Merkley’s bill would codify guidance the departments of Transportation, Homeland Security and Health and Human Services offered July 2, advising but not requiring airlines to block off seats or require face coverings to prevent the spread of the disease.
But lawmakers increasingly insist that government, not private industry, must lead in order to enforce public health guidance. Rep. Mark Pocan, D-Wis., wrote the CEOs of American and United Airlines July 8 to demand they practice social distancing while seating passengers.
“You both took a significant bailout from U.S. taxpayers this year to help your airlines,” he wrote. “Your thanks? You’ve decided to cram those same taxpayers like sardines into a twisted petri dish experiment to maximize your profits.”
And House Transportation and Infrastructure Chairman Peter A. DeFazio, D-Ore., in mid-May wrote trade groups Airlines for America and the National Air Carrier Association to urge them to maintain one seat width between passengers.
“Who among the CEOs of A4A carriers would want a member of their own family to be assigned to a middle seat between two potentially contagious passengers during the middle of a global pandemic?” he asked, referring to Airlines for America.
Not all airlines are allowing passengers to book middle seats.
Delta Airlines on June 26 announced it would block the selection of middle seats and cap the number of seats booked in every cabin through Sept. 30. Southwest’s website said it is holding middle seats open through at least Oct. 31, though customers can sit in middle seats if they’re traveling with family, for example.
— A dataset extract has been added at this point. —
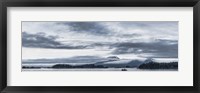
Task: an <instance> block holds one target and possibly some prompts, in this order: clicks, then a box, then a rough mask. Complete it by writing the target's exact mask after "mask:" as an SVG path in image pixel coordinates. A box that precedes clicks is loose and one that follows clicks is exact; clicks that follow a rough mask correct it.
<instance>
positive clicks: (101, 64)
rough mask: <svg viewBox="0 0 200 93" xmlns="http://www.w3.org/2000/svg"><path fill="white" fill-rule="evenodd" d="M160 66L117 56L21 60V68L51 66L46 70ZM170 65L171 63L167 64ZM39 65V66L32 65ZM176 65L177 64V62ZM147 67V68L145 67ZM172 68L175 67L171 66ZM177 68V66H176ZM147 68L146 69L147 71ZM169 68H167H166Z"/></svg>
mask: <svg viewBox="0 0 200 93" xmlns="http://www.w3.org/2000/svg"><path fill="white" fill-rule="evenodd" d="M148 63H156V65H158V64H161V63H157V62H155V60H154V59H152V58H147V59H146V60H137V59H135V60H133V59H120V58H119V57H117V56H109V57H107V58H103V57H97V56H76V57H71V58H58V59H30V60H23V62H22V65H23V68H27V69H28V68H43V67H44V66H42V65H43V64H53V65H50V66H47V67H48V68H57V69H58V68H140V69H145V67H148V68H152V69H153V67H150V66H155V64H153V65H152V64H148ZM169 63H171V62H169ZM33 64H40V65H33ZM177 64H178V62H177ZM147 65H148V66H147ZM164 65H174V64H168V63H165V64H162V65H161V66H160V65H159V66H158V67H157V69H159V67H165V66H164ZM173 67H174V68H175V67H176V66H173ZM177 67H178V66H177ZM148 68H147V69H148ZM168 68H169V67H168Z"/></svg>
American and United are currently not limiting the sale of middle seats, though American had instituted limits on middle seat sales up until July 1.
‘Enhanced cleaning’
A spokeswoman for American declined to comment on Merkley’s bill but forwarded a message the company sent out just after July 4 saying in part: “We have multiple layers of protection in place for those who fly with us, including required face coverings, enhanced cleaning procedures, and a pre-flight COVID-19 symptom checklist — and we’re providing additional flexibility for customers to change their travel plans, as well. We know our customers are placing their trust in us to make every aspect of their journey safe, and we are committed to doing just that.”
Merkley’s bill would also bar any passenger or crew member from boarding a flight without wearing a mask. Airlines have increasingly required passengers to use masks on flights, and Southwest CEO Gary Kelly told CNBC Thursday morning he believed that the federal government should require masks for air travel and in public generally.
“You have to wear pants” in public, he said. “Why can’t we mandate that you have to wear a mask in a pandemic?”
Delta Airlines CEO Ed Bastian, meanwhile, told the Today show Wednesday that his airline has banned more than 100 flyers for refusing to wear face coverings.
“If you board the plane and you insist on not wearing your mask, we will insist that you don’t fly Delta into the future,” he said.